Fix for issue that occured when proxying to ollama

In the text_completion() function, it previously threw an exception at: raw_response = response._hidden_params.get("original_response", None) Due to response being an coroutine object to an ollama_acompletion call, so I added an asyncio.iscoroutine() check for the response and handle it by calling response = asyncio.run(response) I also had to fix atext_completion(), where init_response was an instance of TextCompletionResponse. Since this case was not handled by the if-elif that checks if init_response is a coroutine, a dict or a ModelResponse instance, response was unbound which threw an exception on the "return response" line. Note that a regular pyright based linter detects that response is possibly unbound, and that the same code pattern is used in multiple other places in main.py.
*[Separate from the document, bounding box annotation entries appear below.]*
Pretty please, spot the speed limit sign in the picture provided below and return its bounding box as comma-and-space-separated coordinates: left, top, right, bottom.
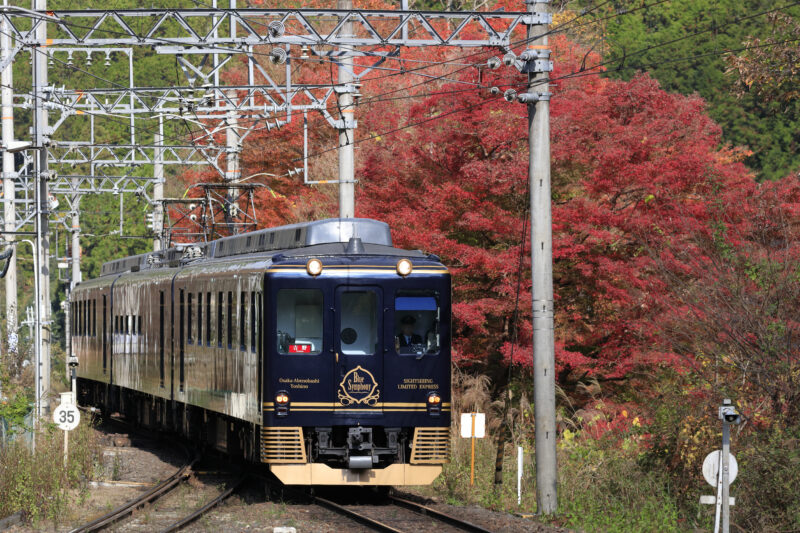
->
53, 403, 81, 431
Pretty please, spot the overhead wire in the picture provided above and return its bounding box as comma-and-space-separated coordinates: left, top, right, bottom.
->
4, 2, 800, 175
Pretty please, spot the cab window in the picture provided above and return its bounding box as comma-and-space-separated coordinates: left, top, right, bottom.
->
339, 291, 378, 355
394, 290, 441, 355
276, 289, 322, 355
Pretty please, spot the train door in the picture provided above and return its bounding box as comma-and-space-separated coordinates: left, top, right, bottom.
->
333, 285, 384, 414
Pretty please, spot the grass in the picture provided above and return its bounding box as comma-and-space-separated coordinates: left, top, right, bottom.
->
0, 412, 99, 524
421, 437, 691, 533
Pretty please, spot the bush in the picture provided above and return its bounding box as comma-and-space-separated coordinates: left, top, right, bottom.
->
0, 414, 99, 524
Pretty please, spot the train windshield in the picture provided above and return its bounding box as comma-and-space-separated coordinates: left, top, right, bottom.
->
339, 290, 378, 355
394, 290, 440, 355
277, 289, 322, 355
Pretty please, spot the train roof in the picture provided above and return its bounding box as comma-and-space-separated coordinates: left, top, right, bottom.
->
100, 218, 404, 276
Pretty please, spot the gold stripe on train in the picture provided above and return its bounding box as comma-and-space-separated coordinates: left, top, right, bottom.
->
263, 402, 450, 409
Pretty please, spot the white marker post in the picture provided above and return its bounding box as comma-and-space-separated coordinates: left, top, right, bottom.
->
53, 392, 81, 467
517, 446, 522, 505
461, 413, 486, 486
700, 398, 742, 533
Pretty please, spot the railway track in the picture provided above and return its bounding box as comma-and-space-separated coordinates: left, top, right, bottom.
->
311, 488, 493, 533
70, 410, 247, 533
70, 444, 199, 533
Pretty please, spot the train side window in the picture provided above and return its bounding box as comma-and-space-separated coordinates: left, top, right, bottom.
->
339, 291, 378, 355
394, 290, 441, 355
206, 292, 211, 346
217, 291, 225, 348
103, 294, 108, 374
158, 291, 166, 387
186, 292, 194, 344
275, 289, 323, 355
250, 288, 256, 352
225, 291, 233, 350
239, 291, 247, 351
178, 289, 185, 391
197, 292, 203, 346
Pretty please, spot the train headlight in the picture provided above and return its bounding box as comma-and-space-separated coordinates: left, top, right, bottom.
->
275, 391, 289, 416
428, 392, 442, 416
397, 259, 414, 277
306, 258, 322, 277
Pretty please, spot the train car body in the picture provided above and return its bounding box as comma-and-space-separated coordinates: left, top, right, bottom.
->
70, 219, 450, 485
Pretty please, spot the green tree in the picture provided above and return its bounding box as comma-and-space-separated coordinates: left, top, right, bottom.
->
584, 0, 800, 179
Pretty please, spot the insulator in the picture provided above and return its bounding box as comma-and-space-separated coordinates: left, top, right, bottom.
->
269, 46, 289, 65
267, 20, 286, 39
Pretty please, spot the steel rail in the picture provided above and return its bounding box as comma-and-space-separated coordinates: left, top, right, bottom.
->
312, 496, 403, 533
389, 496, 492, 533
70, 417, 199, 533
155, 476, 247, 533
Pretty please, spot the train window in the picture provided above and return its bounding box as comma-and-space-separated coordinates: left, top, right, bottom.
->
250, 288, 256, 352
239, 291, 247, 350
158, 291, 166, 387
178, 289, 185, 391
103, 294, 108, 374
197, 292, 203, 346
225, 291, 233, 349
394, 290, 440, 355
186, 292, 194, 344
276, 289, 322, 355
206, 292, 211, 346
339, 290, 378, 355
217, 291, 225, 348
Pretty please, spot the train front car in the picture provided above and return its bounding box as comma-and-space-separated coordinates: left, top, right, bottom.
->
261, 221, 450, 485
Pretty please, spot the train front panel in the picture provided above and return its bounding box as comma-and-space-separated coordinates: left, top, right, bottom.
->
261, 254, 450, 485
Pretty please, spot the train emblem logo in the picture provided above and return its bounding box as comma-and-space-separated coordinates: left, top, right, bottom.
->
339, 365, 381, 406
I would suggest that you either change these cases: init_response = await loop.run_in_executor(... if isinstance(init_response, ... response = init_response elif asyncio.iscoroutine(init_response): response = await init_response To either just: response = await loop.run_in_executor( if asyncio.iscoroutine(response): response = await response Or at the very least, include an else statement and set response = init_response, so that response is never unbound when the code proceeds.
2023-12-17 17:27:47 +02:00 · 2023-12-17 17:27:47 +02:00 · a419d59542
commit a419d59542
parent c703fb2f2c
1 changed files with 6 additions and 5 deletions
--- a/litellm/main.py
+++ b/litellm/main.py
@ -2016,11 +2016,9 @@ async def atext_completion(*args, **kwargs):
                response = text_completion(*args, **kwargs)
            else:
                # Await normally
-                init_response = await loop.run_in_executor(None, func_with_context)
-                if isinstance(init_response, dict) or isinstance(init_response, ModelResponse): ## CACHING SCENARIO 
-                    response = init_response
-                elif asyncio.iscoroutine(init_response):
-                    response = await init_response
+                response = await loop.run_in_executor(None, func_with_context)
+                if asyncio.iscoroutine(response):
+                    response = await response
        else: 
            # Call the synchronous function using run_in_executor
            response =  await loop.run_in_executor(None, func_with_context)
@ -2196,6 +2194,9 @@ def text_completion(
        response = TextCompletionStreamWrapper(completion_stream=response, model=model)
        return response

+    if asyncio.iscoroutine(response):
+        response = asyncio.run(response)
+
    transformed_logprobs = None
    # only supported for TGI models
    try: